Correct forms of Arabic letters based on Heh

Michael Rafailyk
Michael Rafailyk Posts: 145
edited September 30 in Technique and Theory
There are some Arabic letters based on Heh that have different letter forms in different sources. It would be great if someone could shed some light on which forms are correct and which are not.

Here's how Heh based letters are represented in Wikipedia:
Heh U+0647
Heh Goal U+06C1
Heh Goal with Hamza U+06C2
Teh Marbuta U+0629
Teh Marbuta Goal U+06C3



Questions about final/terminal forms (marked with red color).
1. Should Heh Goal final look like Heh Goal with Hamza final (just without Hamza)?
2. The same question about Teh Marbuta final. Should it look like Teh Marbuta Goal final?

Question about base forms (marked with blue color).
3. Should Teh Marbuta Goal looks the same as Teh Marbuta? I mean, why they look the same? Here the other source that depicts base shape similar to final shape.

Question about medial and initial forms (marked with green color).
4. Heh Goal with Hamza – medial and initial forms. Glyphs app do not have these forms in the Arabic sidebar lists. In addition, Wikipedia depicts them as 2-3 separate symbols. So are they used in practice at all?

Tagged:

Comments

  • John Hudson
    John Hudson Posts: 3,113
    So this is really a question about Unicode text encoding and shaping rather than about Arabic letters per se. The background here is that certain stylistic forms of Arabic letters are used as distinct letters in some alphabets, which means they need to be distinctly encoded in the text (because those letters originate in stylistic forms, there may be typefaces in which the style indicates their use as variant or even default style for some letters, in some languages, for other characters). Some of these characters are visually distinguished only in certain joining situations. So, for example, the teh marbuta goal is only distinguished from teh marbuta in its right-joining (final) form, and the primary purpose of this character is to maintain shaping consistency with the heh goal in Urdu, i.e. it is a regional variant of the teh marbuta with its own codepoint because of its shaping.

    Unicode defines joining groups for Arabic letters, based on shared shaping patterns. These are explained in the Arabic chapter of the core spec, section 9.2.4 Arabic Joining Groups. There is a further subsection on the Letter heh.

    The Arabic Joining Groups are defined in the ArabicShaping.txt file, which is the standard specification for Arabic joining behaviour.

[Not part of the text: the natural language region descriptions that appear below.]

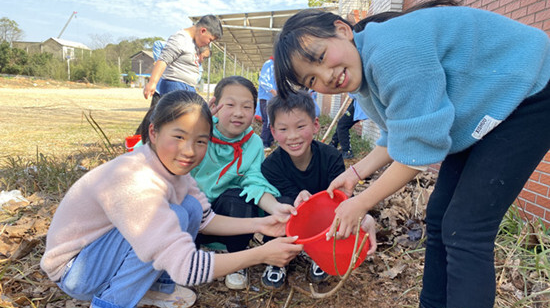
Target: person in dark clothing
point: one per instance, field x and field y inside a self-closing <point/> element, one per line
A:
<point x="301" y="166"/>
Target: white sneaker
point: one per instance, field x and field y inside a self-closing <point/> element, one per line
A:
<point x="237" y="280"/>
<point x="182" y="297"/>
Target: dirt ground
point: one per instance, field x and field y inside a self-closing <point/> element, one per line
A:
<point x="38" y="114"/>
<point x="49" y="117"/>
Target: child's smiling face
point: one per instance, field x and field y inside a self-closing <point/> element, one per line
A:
<point x="237" y="112"/>
<point x="337" y="68"/>
<point x="181" y="144"/>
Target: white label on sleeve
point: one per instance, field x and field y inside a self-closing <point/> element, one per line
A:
<point x="485" y="126"/>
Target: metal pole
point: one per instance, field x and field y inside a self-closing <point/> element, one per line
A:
<point x="208" y="82"/>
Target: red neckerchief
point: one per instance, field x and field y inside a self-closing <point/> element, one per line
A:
<point x="237" y="152"/>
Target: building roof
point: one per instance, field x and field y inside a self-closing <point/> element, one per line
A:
<point x="69" y="43"/>
<point x="250" y="36"/>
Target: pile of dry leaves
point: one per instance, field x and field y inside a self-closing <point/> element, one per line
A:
<point x="392" y="278"/>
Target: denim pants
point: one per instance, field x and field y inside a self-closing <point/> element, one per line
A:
<point x="109" y="273"/>
<point x="473" y="191"/>
<point x="167" y="86"/>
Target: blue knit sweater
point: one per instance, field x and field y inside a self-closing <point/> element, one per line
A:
<point x="436" y="80"/>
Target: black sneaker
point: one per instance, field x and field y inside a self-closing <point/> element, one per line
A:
<point x="316" y="274"/>
<point x="347" y="155"/>
<point x="273" y="277"/>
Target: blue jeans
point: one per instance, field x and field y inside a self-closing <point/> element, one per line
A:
<point x="109" y="273"/>
<point x="166" y="86"/>
<point x="474" y="190"/>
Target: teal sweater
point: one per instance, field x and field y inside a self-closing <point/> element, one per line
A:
<point x="435" y="80"/>
<point x="252" y="182"/>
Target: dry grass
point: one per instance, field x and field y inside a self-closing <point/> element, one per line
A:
<point x="51" y="121"/>
<point x="48" y="144"/>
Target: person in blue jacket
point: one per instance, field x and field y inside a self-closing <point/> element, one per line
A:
<point x="464" y="87"/>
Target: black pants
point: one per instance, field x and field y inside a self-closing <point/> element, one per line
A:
<point x="474" y="190"/>
<point x="231" y="204"/>
<point x="345" y="123"/>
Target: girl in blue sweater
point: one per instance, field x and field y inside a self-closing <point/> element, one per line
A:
<point x="459" y="86"/>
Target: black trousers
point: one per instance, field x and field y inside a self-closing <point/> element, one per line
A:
<point x="474" y="190"/>
<point x="345" y="123"/>
<point x="266" y="136"/>
<point x="231" y="204"/>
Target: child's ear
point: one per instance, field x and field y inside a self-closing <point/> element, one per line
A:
<point x="152" y="134"/>
<point x="343" y="30"/>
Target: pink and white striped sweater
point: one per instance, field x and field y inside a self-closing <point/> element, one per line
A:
<point x="131" y="193"/>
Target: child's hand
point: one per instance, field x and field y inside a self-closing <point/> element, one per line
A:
<point x="280" y="251"/>
<point x="302" y="197"/>
<point x="345" y="182"/>
<point x="369" y="226"/>
<point x="348" y="213"/>
<point x="273" y="225"/>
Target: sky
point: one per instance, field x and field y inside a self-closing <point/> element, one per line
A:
<point x="98" y="22"/>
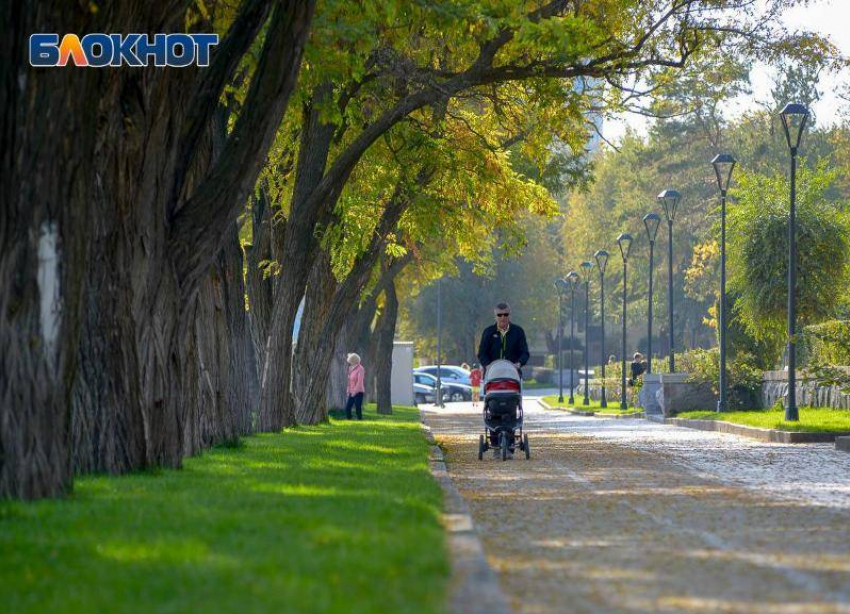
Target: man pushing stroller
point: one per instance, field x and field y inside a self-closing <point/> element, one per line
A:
<point x="502" y="341"/>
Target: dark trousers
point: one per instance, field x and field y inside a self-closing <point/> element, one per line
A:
<point x="355" y="401"/>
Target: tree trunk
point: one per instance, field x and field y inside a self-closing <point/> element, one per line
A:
<point x="259" y="285"/>
<point x="47" y="140"/>
<point x="384" y="337"/>
<point x="298" y="245"/>
<point x="83" y="145"/>
<point x="244" y="388"/>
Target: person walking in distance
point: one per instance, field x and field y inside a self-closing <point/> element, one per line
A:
<point x="502" y="340"/>
<point x="475" y="381"/>
<point x="356" y="386"/>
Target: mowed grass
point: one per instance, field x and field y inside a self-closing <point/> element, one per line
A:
<point x="812" y="419"/>
<point x="338" y="518"/>
<point x="613" y="405"/>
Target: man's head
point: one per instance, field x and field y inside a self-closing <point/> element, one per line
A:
<point x="502" y="311"/>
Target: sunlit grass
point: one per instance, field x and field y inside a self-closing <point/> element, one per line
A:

    As I think you have encountered, some sources will illustrate the distinctive shape of a character as its default representation, rather than always illustrating the isolated form. This can be confusing, because can lead people to think that this is the isolated form. So it is a good idea to refer to the Unicode Arabic specification, not to other sources.
  • Hi John. Thank you for the clarification and for the specification sources. It's helpful.
    Some of these characters are visually distinguished only in certain joining situations.
    So here it is. It means that some Arabic letters, although they have their own Unicode value, perform the function of localized forms for certain languages, where the difference can be expressed only in the terminal or initial form. Got it. This is what confuses me. And this is an interesting difference from how a localized forms are used in Latin/Cyrillic scripts.
  • John Hudson
    John Hudson Posts: 3,113
    Yes, localised forms in Arabic script tend to get encoded as distinct characters, most often because their localised form relates to other characters that might be contrastive letters. It is a pragmatic way to maintain graphical consistency within each alphabet.